Friday, March 21, 2008

Changing scenarios, transferable concerns!


















By Camila


After 5 days in New Delhi, we finally arrived in Gujarat, where we will be observing and participating in the activities of the Navsarjan Trust, particularly the activities of the Center for Dalit Empowerment (or DSK.) The Trust is directed by Martin Macwan, a great host, a world-renown activist, and a true leader.

From New Delhi, especially after riding for a total of 8 hours on the way from the Faridabad Border, I leave with a very strong memory of an urban space that is overwhelming at many levels. While cars, motorcycles, bicycles, pedestrians, scooters, auto-rickshaws, and German cars all ride together and with no acknowledgement of the
pedestrians, cows, and dogs, the city vibrates between old and new and very rich and very poor. Going to the Taj Mahal, one of the most luxurious architectural accomplishments on earth, we have seen cardboard houses, homeless children, and open sewers, all less than 5 meters from the chaotic traffic described. We have seen various trucks carrying perhaps ten times the amount of a reasonable load of grains, jeopardizing even further the situation of the transients for the sake of profit. At the Taj Mahal, we were astonished with its beauty, and I myself questioned the dichotomy between the availability of resources that Shah Jahan could deploy to build the masterpiece because of his source of power, and the fact that as a ruler, his responsibilities should have been towards deploying such resources to his people, who are for the most part and to this day victims of an unjust power structure.

Now in Gujarat, the rural scene is different, but similar concerns strike our minds, as we prepare to spend almost a week on a very unfamiliar environment. We have dealt with things ranging from difficulties with the shower, bed, toilets, etc., to more substantial conflicts between our views of poverty and the poverty seen in India.

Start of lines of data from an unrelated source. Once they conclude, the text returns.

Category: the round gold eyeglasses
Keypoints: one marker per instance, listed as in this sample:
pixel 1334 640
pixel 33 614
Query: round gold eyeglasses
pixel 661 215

The poverty seen here in rural and urban spaces are not visually the same; however, they raise similar issues and are in nature the result of regional caste politics and stratification. Issues such as open sewage are common, despite the fact that the more pressing and urgent issue of manual scavenging is more related to the villages and the rural communities. Unemployment among Dalits and, especially, illiteracy among the Dalits are major concerns in both rural and urban spaces, despite the fact that in urban areas mobility within caste has generated organized social mobilization. In rural areas, mobilization operates even more in terms of building a lost identity, empowerment, and inclusion in the more basic processes of social life. We are starting to see these dynamics play out here with the students of DSK and we hope to further this analysis with many more stories to tell.